I had spent New Year’s Eve at a friend’s boyfriend’s house, a nice party with great people. I had promised my mother to take the latest bus home, and I intended to do so. But, as I was putting on my coat and my boots to get ready to leave, this handsome guy I knew rather poorly, told me that it wouldn’t be safe for an 18 year old girl to walk from the party to the bus stop alone. He offered to walk with me, told me it was a man’s duty to not make a woman walk alone in the middle of the night. I was flattered, and happy that he would leave the party just to be a gentleman.
We walked no more than about seventy yards away from the house, when he pushed me down in the snow, hushed me, tore down my nylon stockings and with the other hand pressed my neck down, forcing my face down in the snow making it hard to breathe. Seconds later a sharp pain jolted my mind as if I had been electrocuted. It was the pain of him raping me anally.

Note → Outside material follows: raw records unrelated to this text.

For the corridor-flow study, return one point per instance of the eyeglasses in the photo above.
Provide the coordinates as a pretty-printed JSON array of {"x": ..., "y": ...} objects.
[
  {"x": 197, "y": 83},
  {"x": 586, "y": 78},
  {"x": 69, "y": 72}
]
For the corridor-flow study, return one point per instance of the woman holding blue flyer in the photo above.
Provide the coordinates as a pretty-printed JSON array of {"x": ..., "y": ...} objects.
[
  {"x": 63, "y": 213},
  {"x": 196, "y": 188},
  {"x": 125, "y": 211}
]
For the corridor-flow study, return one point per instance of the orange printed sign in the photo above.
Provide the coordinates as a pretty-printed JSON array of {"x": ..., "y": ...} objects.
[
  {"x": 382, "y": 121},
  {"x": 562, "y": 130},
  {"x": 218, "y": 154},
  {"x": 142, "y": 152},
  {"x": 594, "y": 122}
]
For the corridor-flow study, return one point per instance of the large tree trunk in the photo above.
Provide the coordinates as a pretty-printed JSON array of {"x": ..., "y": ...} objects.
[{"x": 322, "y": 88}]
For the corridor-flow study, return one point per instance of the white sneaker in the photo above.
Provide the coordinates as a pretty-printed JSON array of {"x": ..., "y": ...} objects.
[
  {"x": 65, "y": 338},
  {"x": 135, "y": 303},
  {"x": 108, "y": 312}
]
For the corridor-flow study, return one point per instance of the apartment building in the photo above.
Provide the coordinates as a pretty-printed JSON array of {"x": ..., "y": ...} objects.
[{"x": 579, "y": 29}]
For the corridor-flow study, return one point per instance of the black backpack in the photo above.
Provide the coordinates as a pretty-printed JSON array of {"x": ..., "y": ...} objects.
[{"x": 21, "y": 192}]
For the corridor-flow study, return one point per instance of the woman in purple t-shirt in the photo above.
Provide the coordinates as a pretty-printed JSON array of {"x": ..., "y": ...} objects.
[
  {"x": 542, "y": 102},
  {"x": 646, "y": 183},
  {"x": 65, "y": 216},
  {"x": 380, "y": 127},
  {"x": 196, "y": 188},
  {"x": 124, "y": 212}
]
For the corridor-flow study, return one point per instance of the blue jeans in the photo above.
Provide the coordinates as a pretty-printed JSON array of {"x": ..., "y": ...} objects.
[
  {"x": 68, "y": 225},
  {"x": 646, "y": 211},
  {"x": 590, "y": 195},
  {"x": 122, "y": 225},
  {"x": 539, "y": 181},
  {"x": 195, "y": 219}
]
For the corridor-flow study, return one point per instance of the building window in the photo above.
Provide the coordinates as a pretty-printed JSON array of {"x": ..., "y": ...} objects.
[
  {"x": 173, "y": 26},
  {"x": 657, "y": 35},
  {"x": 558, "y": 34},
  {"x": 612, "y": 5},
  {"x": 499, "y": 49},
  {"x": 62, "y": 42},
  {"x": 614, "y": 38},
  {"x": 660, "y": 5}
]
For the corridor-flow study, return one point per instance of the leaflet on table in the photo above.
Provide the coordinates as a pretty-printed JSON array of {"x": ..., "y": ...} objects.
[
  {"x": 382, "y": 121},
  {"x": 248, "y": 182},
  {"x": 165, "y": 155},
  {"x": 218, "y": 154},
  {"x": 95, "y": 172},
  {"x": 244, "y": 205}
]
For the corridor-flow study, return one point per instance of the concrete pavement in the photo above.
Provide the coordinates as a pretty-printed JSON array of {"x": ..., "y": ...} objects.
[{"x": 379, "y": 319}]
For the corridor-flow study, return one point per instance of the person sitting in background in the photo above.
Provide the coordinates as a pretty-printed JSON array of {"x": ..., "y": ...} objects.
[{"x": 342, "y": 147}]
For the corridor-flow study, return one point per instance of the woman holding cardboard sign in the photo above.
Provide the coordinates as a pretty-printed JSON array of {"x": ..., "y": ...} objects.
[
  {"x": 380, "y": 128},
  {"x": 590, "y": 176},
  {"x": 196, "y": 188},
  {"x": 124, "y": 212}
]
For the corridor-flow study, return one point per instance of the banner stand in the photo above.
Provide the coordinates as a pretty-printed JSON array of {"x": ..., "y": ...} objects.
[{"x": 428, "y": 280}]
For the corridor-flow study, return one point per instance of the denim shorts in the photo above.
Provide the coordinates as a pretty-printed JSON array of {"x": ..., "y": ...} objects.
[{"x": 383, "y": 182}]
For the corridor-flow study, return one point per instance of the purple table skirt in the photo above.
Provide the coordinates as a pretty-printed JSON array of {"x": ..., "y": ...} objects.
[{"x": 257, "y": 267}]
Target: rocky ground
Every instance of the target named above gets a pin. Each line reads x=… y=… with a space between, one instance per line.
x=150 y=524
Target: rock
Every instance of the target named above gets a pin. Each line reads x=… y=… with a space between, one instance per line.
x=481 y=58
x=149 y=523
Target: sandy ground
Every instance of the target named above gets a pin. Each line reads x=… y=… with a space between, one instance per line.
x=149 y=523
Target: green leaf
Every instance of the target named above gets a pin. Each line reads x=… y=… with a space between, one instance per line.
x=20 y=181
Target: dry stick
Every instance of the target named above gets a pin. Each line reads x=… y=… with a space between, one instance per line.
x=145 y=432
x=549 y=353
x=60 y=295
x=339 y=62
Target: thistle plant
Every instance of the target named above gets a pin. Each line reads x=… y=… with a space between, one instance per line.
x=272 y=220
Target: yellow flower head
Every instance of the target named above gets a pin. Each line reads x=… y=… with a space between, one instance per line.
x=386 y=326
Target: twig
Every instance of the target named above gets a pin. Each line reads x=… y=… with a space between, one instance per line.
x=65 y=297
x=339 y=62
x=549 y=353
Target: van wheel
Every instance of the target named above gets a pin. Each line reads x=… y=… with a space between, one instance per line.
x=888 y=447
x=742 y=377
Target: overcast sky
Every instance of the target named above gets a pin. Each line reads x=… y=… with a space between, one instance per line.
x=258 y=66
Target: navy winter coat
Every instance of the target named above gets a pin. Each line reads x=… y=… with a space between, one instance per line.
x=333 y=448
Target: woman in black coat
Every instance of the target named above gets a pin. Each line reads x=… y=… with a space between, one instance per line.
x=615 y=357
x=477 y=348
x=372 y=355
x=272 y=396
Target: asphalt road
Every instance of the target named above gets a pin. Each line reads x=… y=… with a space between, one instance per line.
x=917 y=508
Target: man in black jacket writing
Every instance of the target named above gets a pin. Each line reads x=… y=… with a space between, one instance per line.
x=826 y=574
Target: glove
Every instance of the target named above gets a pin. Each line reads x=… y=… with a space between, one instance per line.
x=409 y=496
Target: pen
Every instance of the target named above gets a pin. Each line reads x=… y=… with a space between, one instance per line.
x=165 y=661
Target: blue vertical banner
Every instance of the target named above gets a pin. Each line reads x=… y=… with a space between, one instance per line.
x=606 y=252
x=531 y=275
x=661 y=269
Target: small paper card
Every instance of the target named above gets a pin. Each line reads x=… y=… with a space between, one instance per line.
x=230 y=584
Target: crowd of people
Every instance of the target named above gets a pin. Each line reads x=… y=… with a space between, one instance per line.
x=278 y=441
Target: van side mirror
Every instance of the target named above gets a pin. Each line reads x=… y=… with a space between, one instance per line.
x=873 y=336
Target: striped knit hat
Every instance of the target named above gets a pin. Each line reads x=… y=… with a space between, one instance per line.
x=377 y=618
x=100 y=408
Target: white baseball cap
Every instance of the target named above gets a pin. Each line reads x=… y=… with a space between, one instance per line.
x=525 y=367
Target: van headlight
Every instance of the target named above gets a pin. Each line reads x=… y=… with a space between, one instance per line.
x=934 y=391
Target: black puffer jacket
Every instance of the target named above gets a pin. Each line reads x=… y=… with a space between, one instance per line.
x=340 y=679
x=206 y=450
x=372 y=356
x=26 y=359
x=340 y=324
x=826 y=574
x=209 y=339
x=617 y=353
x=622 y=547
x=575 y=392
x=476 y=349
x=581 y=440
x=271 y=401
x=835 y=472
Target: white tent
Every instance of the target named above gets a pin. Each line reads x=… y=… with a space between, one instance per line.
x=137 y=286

I can’t say how long time he raped me, but I repeated in my head over and over that if only I relaxed my body as much as possible, he’d finish and the pain would stop. When he was done, he took me by my hands and helped me stand up. He brushed snow off my legs and wiped the tears off my face. He said “I guess you’ll miss the bus now.” He smiled. A beautiful, sadistic smile.
I walked through the city, got home hours later than I was supposed to and was met by my mother yelling at me for being irresponsible.
I felt so guilty. So alone. I didn’t tell anyone about what that man had done. Due to the untreated injuries to my body, I couldn’t sit on a hard chair without feeling strong pain, so in an attempt to keep the rape a secret, I dropped out of school, left my mothers home to live with a man I met just weeks after the rape.
It took me years before I could speak about it. I never went to the police and reported it. I moved to another city, since I twice had seen him out in the city. He smiled at me, without words he scared me and I couldn’t stay.
It has been 13 years now, I have PTSD and try my best to live a good life. But it isn’t easy.
The rape itself took just minutes, but the damage is something I live with every day. But I no longer blame myself.
Yes, I was drunk. Yes, I wore pretty clothes. But, I didn’t bring this awful act to happen. A rapist did. No rape victim is ever to be held responsible for a rapist’s actions.